Cornelis "Kees" de Gijselaar (9 February 1751 – 29 May 1815) was a Dutch politician and patriot, and a leader in the rebellion during the Dutch Republic against the House of Orange.

== Biography==
Born in Gorinchem, De Gijselaar was educated at the Latin School in Breda and earned a doctorate in Roman and Modern Law from Leiden University in 1774. He was a pensionary (civil servant) in Gorinchem from 26 May 1776 until 1779. From 1779 until 11 October 1787, he was a pensionary of Dordrecht. Together with Adriaan van Zeebergh and Engelbert François van Berckel, pensionaries of Haarlem and Amsterdam, he supported the Dutch Patriots faction, which sought greater autonomy for citizens and less power for the House of Orange during the time of the Dutch Republic. He was a sympathizer with the American Revolution. In the 1780s, he was considered one of the leaders of the faction, and the patriots were nicknamed Kezen after his first name.

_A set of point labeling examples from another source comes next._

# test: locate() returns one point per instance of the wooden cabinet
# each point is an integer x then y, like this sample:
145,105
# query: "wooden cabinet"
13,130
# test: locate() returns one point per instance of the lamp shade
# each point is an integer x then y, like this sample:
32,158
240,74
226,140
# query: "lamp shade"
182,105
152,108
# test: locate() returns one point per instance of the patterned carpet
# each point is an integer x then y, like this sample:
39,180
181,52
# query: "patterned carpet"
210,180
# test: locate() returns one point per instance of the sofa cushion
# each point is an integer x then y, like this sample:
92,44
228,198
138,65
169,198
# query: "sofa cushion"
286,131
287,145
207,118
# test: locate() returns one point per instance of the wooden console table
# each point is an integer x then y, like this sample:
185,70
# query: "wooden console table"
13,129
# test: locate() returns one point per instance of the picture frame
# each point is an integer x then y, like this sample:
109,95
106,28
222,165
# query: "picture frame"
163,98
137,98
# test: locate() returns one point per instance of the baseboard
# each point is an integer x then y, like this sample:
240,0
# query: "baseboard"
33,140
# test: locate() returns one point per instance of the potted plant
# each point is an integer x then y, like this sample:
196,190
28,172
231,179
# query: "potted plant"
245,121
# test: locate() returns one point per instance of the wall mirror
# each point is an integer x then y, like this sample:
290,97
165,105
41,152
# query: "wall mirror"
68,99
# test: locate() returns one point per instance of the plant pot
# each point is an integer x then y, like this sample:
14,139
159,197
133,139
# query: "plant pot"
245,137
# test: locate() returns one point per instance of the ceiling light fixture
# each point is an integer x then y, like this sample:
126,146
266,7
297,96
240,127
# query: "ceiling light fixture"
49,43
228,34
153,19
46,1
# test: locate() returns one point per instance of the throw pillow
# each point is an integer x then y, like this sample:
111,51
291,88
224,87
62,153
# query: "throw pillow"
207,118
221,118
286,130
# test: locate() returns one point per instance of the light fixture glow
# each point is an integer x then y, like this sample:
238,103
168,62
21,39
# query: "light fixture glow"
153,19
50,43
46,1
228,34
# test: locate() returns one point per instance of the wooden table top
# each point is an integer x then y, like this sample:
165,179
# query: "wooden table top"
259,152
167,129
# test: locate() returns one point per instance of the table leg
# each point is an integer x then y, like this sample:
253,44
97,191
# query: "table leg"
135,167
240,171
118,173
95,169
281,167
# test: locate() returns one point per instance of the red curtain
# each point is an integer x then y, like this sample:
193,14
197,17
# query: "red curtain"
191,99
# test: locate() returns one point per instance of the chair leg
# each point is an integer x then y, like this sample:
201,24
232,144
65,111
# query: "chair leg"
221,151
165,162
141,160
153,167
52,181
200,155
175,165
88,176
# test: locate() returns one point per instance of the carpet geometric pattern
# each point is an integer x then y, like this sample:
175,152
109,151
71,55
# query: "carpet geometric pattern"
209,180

Kees had a little dog that followed him everywhere, and with the time became the symbol of this faction, and was known as Keeshond (Kees' dog).

The patriots wore Keeshond pins to signal their allegiance, whereas the Orangists used the orange (tawny) pug as a symbol.

After the Prussian intervention and the restoration of the Oranges in 1787, he lost his leading role and moved to Brussels, where he lived for ten years. He declined offers to become politically active again in 1795 and 1814. He was elected a Foreign Honorary Member of the American Academy of Arts and Sciences in 1809. Cornelis de Gijselaar moved to Leiden after his wife's death, and died there in 1815.